Enhancing Reinforcement Learning with Label-Sensitive Reward for Natural Language Understanding
Kuo Liao | Shuang Li | Meng Zhao | Liqun Liu | Mengge Xue | Zhenyu Hu | Honglin Han | Chengguo Yin
Proceedings of the 62nd Annual Meeting of the Association for Computational Linguistics (Volume 1: Long Papers)
Kuo Liao | Shuang Li | Meng Zhao | Liqun Liu | Mengge Xue | Zhenyu Hu | Honglin Han | Chengguo Yin
Proceedings of the 62nd Annual Meeting of the Association for Computational Linguistics (Volume 1: Long Papers)
Recent strides in large language models (LLMs) have yielded remarkable performance, leveraging reinforcement learning from human feedback (RLHF) to significantly enhance generation and alignment capabilities.

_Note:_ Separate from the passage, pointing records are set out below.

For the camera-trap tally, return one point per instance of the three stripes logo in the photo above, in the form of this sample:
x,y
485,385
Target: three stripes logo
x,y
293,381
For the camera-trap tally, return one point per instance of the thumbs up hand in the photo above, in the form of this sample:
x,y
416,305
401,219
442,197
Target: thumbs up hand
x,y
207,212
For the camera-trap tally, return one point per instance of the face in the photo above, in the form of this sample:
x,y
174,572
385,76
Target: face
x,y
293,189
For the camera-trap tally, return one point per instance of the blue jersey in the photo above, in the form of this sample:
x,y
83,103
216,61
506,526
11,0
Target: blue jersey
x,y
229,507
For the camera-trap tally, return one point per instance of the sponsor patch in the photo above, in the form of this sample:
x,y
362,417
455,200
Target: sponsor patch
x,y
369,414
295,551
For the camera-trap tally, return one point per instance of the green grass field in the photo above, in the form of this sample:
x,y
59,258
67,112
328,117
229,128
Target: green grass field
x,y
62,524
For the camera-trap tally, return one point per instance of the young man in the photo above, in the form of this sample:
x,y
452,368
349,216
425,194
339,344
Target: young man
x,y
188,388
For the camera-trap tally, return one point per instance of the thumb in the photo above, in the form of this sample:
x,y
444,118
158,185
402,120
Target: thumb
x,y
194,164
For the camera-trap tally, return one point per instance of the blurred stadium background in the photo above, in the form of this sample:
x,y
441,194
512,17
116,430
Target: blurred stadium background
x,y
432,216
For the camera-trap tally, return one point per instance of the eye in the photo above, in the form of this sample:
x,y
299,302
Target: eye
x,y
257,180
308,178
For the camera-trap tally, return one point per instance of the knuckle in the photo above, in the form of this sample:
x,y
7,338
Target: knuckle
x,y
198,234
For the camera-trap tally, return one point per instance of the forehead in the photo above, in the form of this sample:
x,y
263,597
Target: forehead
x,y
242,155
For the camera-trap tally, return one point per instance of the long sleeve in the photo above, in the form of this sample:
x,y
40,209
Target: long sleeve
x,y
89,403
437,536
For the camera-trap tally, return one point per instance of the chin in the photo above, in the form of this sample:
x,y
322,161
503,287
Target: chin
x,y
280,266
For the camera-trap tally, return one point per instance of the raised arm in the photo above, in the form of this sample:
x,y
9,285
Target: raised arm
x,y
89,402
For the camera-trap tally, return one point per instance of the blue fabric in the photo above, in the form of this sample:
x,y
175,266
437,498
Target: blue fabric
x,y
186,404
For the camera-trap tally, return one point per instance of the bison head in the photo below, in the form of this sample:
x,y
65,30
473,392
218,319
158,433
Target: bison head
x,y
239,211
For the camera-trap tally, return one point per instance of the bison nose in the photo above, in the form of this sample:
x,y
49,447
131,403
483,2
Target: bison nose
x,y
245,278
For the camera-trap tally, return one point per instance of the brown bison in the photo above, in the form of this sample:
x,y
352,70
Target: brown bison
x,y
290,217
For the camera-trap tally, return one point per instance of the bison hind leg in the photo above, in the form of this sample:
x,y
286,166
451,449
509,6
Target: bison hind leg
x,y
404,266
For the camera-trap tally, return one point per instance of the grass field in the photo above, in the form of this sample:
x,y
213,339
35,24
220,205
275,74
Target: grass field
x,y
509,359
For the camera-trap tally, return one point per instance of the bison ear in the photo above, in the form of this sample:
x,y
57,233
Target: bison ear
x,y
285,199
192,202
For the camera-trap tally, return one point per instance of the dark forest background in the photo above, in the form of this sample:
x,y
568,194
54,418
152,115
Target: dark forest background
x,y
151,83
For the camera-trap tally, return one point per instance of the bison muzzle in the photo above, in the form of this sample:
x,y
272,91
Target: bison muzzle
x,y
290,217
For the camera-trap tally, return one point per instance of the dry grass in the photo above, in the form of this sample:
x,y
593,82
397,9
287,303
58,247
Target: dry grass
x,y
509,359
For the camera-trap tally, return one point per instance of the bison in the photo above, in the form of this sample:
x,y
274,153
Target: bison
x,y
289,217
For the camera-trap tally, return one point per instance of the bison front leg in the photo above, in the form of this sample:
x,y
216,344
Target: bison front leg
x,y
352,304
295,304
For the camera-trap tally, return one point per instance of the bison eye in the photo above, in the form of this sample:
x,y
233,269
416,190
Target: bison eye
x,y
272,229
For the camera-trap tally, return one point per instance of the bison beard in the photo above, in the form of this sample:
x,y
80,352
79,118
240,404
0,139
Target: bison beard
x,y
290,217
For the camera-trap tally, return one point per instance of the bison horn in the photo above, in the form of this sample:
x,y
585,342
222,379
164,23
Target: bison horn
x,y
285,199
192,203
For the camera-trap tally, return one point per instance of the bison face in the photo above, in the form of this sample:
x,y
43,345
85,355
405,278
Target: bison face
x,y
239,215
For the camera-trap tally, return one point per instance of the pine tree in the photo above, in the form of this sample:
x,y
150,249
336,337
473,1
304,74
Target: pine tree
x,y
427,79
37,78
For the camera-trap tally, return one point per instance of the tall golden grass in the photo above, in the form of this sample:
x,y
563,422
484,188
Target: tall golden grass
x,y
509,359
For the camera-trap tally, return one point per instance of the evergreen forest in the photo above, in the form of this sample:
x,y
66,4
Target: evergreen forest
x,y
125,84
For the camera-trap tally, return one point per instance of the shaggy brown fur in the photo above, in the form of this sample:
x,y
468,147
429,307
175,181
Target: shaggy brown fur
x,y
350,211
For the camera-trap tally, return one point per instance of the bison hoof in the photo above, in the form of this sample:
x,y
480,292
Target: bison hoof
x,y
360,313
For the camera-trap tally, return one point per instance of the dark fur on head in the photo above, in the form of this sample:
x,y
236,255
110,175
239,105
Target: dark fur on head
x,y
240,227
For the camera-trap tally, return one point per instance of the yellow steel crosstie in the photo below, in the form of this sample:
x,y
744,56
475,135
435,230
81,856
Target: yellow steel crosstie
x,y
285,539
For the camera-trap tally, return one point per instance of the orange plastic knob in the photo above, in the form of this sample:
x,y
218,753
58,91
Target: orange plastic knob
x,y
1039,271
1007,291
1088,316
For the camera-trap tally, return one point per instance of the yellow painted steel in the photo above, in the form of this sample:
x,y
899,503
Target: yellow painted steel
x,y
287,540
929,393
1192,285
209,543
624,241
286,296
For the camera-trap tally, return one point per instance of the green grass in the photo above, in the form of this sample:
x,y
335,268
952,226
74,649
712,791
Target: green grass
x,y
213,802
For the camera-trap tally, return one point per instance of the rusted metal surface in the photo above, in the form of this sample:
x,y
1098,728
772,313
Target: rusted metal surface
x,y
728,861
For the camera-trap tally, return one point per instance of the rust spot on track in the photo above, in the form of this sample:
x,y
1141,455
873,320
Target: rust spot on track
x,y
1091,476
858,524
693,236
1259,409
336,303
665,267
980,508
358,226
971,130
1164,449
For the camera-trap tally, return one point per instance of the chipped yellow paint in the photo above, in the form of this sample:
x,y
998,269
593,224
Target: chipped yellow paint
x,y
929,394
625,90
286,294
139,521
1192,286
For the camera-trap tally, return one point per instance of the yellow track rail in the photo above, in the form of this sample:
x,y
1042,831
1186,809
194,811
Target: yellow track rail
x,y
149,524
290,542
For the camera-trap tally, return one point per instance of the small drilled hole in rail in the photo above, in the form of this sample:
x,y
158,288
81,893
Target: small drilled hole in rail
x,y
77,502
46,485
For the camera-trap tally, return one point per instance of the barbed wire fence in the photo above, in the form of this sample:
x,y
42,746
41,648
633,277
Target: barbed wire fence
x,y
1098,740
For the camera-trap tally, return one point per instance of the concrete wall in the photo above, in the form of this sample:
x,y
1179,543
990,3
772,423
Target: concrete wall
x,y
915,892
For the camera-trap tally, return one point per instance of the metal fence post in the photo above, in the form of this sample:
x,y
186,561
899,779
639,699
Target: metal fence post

However, RLHF encounters numerous challenges, including the objective mismatch issue, leading to suboptimal performance in Natural Language Understanding (NLU) tasks.To address this limitation, we propose a novel Reinforcement Learning framework enhanced with Label-sensitive Reward (RLLR) to amplify the performance of LLMs in NLU tasks. By incorporating label-sensitive pairs into reinforcement learning, our method aims to adeptly capture nuanced label-sensitive semantic features during RL, thereby enhancing natural language understanding.Experiments conducted on five diverse foundation models across eight tasks showcase promising results. In comparison to Supervised Fine-tuning models (SFT), RLLR demonstrates an average performance improvement of 1.54%. Compared with RLHF models, the improvement averages at 0.69%. These results reveal the effectiveness of our method for LLMs in NLU tasks.